I'm allergic to milk and eggs, and I only put soymilk on cereal. That said, when I was pg, I bought a ton of boneless skinless chicken breasts or pieces and boiled them and cut them up to throw in things. With brocolli and Ramen (I know, I know, but I LOVE ramen!), with carrots in a big salad. With pasta and veggies (like brocoli, zuchini, etc). I ate a ton of those. It helped. I also snacked on a lot of peanut butter and whole wheat crackers and raw veggies. Am I helping at all? I'll come back if I think of anything. I'm pumping and cruising.
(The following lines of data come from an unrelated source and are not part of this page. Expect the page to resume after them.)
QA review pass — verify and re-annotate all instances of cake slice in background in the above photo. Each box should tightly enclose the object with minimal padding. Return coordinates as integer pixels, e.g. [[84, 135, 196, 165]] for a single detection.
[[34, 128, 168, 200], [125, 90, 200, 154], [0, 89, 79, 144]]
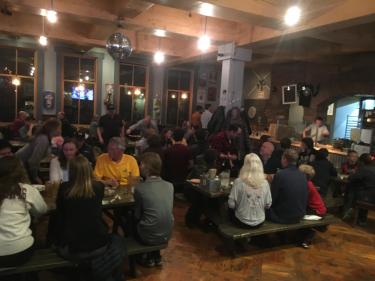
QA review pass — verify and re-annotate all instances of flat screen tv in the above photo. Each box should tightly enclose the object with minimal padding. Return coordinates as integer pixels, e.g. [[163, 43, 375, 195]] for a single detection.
[[72, 87, 94, 100], [281, 84, 298, 104]]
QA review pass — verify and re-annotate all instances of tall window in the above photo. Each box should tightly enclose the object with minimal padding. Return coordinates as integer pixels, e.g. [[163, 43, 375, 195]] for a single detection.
[[118, 64, 148, 121], [167, 70, 192, 125], [0, 47, 37, 122], [63, 56, 96, 124]]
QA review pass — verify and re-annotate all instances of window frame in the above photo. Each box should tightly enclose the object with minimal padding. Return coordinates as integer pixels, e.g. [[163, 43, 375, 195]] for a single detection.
[[165, 68, 194, 126], [61, 53, 98, 126], [119, 62, 150, 123], [0, 45, 39, 119]]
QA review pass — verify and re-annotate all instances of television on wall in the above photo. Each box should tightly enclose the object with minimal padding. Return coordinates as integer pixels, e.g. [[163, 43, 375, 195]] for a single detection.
[[281, 84, 298, 104]]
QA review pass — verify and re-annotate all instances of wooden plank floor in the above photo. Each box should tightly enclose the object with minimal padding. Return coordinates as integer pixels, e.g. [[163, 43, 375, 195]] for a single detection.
[[40, 201, 375, 281]]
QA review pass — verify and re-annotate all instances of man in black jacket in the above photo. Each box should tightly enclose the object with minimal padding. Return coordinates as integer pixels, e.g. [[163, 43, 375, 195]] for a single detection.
[[267, 149, 308, 224]]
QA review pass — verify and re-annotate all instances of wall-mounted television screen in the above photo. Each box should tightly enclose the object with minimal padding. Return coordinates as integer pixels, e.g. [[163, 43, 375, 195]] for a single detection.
[[282, 84, 298, 104], [72, 87, 94, 100]]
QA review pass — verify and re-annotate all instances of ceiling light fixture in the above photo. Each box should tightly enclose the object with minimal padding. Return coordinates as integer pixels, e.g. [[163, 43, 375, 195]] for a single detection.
[[154, 29, 166, 37], [198, 17, 211, 52], [284, 6, 301, 26], [198, 3, 214, 17]]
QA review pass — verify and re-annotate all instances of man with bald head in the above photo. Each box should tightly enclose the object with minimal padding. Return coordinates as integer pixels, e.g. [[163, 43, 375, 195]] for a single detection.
[[259, 141, 281, 174]]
It helps me get let-downs if I concentrate on something other than pumping.









Wendy


----------



## BrooklynDoula (Oct 23, 2002)

I agree that the pink sheets help a lot. I ate yogurt for snacks, carried bags of peanuts and raisins in my purse and ate peanut butter protien bars when my energy got really low at work. For nights when I had no time, Annies mac and cheese is high in protien and I mixed it with broc to make it better and Boca burgers are also a great one (although if you eat meat, perhaps you would prefer the "real thing"). Whole wheat pasta and bread, beans - in soups, in burittos, over collards or kale, etc - are all great.

Good luck.


----------



## PumpkinSeeds (Dec 19, 2001)

My brewers diet meals that I fit into my diabetic diet(some ideas)

Breakfast:

2 scrambled eggs with chard on a corn tortilla (chard is so good with eggs)

Snack:

1 cup plain yogurt, 1 hard boiled egg, 1 fruit

Lunch:

1/2 pita with 1/2 broiled butterflied chicken breast, lettuce, tomato, cheese sandwich
1 raw carrot
1/2 cup green beans
1 cup plain yogurt

Snack:
1 cup plain yogurt
1 fruit
some whole wheat crackers

Dinner:

Broiled steak (just 2-3 oz or so) on 2 corn tortillas (tacos) with lettuce, tomato, cheese
steamed broccoli

Evening snack:
1 cup of plain yogurt
whole wheat crackers
3-4 sardines

I don't know the bradley diet, but this is a typical day of how I do the brewers diet with my gestational diabetes and it has been really really helpful keeping my blood sugar under control.


----------



## kama'aina mama (Nov 19, 2001)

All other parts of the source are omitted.